Шагнув к одному из «приголубленных», Иван снял с пояса ножны на клипсе, вынул нож и разрезал стяжку. Пацан тут же поднялся на ноги, подошел к одному из «поверженных» и от души пнул того по голове:
— Урод паршивый, я с тобой еще поквитаюсь…
Затем быстро обшарил карманы, сунул все добытое в драный мешок и легкой рысцой двинул влево, к дальнему проходу. Поняв, что отдельного приглашения не будет, Осокин пристроил на плече столь удачно подвернувшуюся трубу и пошел следом. Карманы обшаривать не стал — не совсем понятно, как к этому отнесутся окружающие. Нет, трофеи, дело святое. Но хорошо бы сначала хотя бы чуть-чуть в местных реалиях разобраться. Накосорезить легко, исправить потом куда сложнее.
Мальчишка явно был местным. Он просквозил через соседнюю «деревушку», ловко ввинтился в завешенный пластиковым куском узкий проход, затем свернул в один коридор, другой. И скоро Иван уже брел за ним, согнувшись в три погибели по каким-то технологическим колодцам, где лампочки горели в лучшем случае метров через пятьдесят, над головой и на стенах торчали обрывки кабелей, под ногами змеились жестяные короба и в нос шибало пылью. Наконец, свернув в очередной отнорок, парень опустился на корточки и полез в дыру, заусеницы на краях которой кто-то заботливо отогнул, чтобы не рвать одежду.

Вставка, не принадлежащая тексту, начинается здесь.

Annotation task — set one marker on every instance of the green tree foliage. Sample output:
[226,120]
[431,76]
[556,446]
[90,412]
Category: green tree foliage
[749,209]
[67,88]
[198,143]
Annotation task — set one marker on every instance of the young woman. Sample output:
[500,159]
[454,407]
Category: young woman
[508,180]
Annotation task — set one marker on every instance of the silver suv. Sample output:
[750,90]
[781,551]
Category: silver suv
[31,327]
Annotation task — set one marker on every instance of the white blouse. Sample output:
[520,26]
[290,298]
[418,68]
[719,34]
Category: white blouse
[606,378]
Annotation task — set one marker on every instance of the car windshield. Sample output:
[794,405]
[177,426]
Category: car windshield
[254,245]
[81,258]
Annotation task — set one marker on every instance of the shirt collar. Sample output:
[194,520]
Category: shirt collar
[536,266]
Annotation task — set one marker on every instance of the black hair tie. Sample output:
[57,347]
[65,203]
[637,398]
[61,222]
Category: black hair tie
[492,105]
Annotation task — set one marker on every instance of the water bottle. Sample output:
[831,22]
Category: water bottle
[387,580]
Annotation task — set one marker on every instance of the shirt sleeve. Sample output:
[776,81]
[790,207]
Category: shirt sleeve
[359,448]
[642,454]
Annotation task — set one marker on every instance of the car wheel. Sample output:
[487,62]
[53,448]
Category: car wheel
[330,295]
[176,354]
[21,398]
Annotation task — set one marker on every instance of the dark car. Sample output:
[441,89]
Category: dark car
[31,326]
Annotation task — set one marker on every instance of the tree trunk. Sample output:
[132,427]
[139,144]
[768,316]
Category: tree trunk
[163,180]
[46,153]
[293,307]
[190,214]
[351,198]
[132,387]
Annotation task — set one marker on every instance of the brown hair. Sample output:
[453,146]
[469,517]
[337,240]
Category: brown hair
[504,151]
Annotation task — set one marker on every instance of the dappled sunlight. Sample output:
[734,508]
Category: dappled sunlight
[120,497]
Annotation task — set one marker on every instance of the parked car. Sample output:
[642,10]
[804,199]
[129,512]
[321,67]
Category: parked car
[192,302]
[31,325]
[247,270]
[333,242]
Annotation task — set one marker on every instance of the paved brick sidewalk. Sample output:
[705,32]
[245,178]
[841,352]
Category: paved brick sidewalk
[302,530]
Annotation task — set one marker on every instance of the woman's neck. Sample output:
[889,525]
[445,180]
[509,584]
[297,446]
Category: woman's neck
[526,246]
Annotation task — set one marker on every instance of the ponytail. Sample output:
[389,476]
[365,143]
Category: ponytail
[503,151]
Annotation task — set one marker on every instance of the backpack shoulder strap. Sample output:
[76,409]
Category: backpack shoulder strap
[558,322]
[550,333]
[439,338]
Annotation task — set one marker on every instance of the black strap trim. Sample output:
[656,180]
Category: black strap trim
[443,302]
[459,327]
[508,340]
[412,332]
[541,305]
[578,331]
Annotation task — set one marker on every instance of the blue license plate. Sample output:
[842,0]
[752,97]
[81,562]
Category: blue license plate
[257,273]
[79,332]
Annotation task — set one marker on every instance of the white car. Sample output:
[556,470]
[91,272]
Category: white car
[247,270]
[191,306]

Внутри оказалась комнатка с теми же трубами по стенам, двумя примотанными к потолочному крепежу лампами и железным полом, на который свалили кучу матрацев. На лежбище кучковалось пятеро малолеток и двое подростков, ближе к возрасту старшеклассников.

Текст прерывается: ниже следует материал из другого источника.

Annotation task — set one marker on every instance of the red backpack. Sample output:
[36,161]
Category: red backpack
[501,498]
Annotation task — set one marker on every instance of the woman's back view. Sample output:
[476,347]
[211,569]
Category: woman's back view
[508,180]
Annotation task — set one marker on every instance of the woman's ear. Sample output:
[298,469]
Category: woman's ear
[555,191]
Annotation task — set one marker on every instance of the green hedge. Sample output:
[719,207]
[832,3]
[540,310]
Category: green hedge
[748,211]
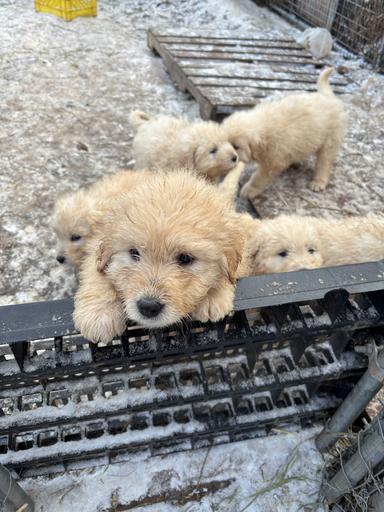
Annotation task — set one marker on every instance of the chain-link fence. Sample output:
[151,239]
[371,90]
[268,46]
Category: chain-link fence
[358,25]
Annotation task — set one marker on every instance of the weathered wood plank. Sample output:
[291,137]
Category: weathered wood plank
[225,74]
[245,69]
[237,49]
[253,41]
[232,96]
[277,85]
[256,73]
[247,57]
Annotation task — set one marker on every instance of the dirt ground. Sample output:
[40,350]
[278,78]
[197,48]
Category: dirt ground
[66,90]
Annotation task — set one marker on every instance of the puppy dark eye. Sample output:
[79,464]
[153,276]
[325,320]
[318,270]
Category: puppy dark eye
[185,259]
[135,255]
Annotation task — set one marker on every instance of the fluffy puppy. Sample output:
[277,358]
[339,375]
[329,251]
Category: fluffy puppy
[351,240]
[169,251]
[73,219]
[168,143]
[277,134]
[283,244]
[291,242]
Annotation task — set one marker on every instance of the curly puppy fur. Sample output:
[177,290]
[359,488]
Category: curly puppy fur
[171,143]
[169,251]
[73,220]
[277,134]
[291,242]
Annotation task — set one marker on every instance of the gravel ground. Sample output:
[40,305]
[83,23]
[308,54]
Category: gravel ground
[66,90]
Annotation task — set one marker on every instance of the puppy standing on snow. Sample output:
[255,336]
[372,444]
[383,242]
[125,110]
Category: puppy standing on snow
[170,143]
[169,250]
[73,215]
[277,134]
[292,242]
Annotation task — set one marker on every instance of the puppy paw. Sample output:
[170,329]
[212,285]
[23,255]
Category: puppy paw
[101,323]
[249,192]
[318,185]
[215,306]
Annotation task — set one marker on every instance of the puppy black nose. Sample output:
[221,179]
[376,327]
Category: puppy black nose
[149,306]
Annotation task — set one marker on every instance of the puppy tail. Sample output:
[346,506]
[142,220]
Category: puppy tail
[323,84]
[138,117]
[228,187]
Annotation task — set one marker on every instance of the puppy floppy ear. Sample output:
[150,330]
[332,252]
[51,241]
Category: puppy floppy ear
[232,259]
[104,254]
[233,252]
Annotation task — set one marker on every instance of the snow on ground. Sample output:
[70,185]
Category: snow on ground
[66,90]
[277,474]
[62,84]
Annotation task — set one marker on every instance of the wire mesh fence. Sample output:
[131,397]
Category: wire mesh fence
[358,25]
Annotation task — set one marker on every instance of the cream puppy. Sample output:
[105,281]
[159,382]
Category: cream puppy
[291,242]
[169,250]
[168,143]
[283,244]
[277,134]
[73,219]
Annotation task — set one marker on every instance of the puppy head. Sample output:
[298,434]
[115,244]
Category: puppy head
[284,244]
[72,225]
[212,154]
[166,246]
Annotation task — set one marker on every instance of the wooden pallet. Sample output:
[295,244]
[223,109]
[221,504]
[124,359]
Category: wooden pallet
[225,73]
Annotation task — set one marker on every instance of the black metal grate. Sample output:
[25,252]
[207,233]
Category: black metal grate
[286,355]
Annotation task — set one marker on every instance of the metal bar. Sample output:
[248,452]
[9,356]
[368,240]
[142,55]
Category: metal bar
[356,401]
[370,452]
[17,322]
[12,496]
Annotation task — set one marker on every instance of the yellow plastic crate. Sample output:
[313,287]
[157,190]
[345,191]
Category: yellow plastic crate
[67,9]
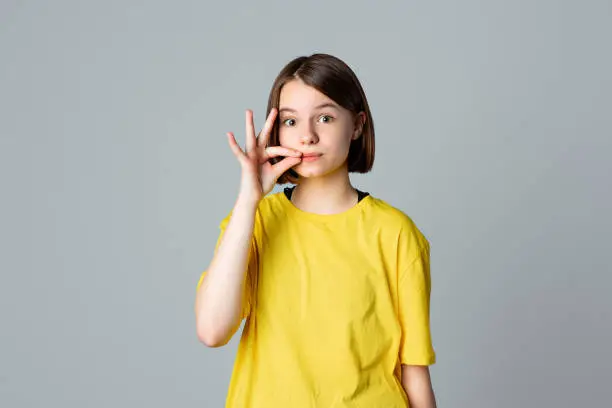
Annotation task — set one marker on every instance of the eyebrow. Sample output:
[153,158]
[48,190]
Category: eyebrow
[323,105]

— Блоха, кого это ты притащил? — спросил один из старших, с выкрашенной в разные цвета патлатой шевелюрой.
— Офеня из пришлых.
— Я разве просил тебя торгаша пригласить? Я тебе сказал барахлом разжиться, а ты?
— Нету больше барахла. «Канарейщики» остатки прихватили, на ящики с одеждой лапу наложили. Меня даже поймать смогли, пока в коробках шарил. Вот, он спас.
— Ты не понял, Блоха. Я вас держу здесь, пою, кормлю, защищаю. А толку?..
— Я завтра еще чего-нибудь добуду, Клир.
— Завтра? Как с утра, когда этот дурацкий утеплитель притащил?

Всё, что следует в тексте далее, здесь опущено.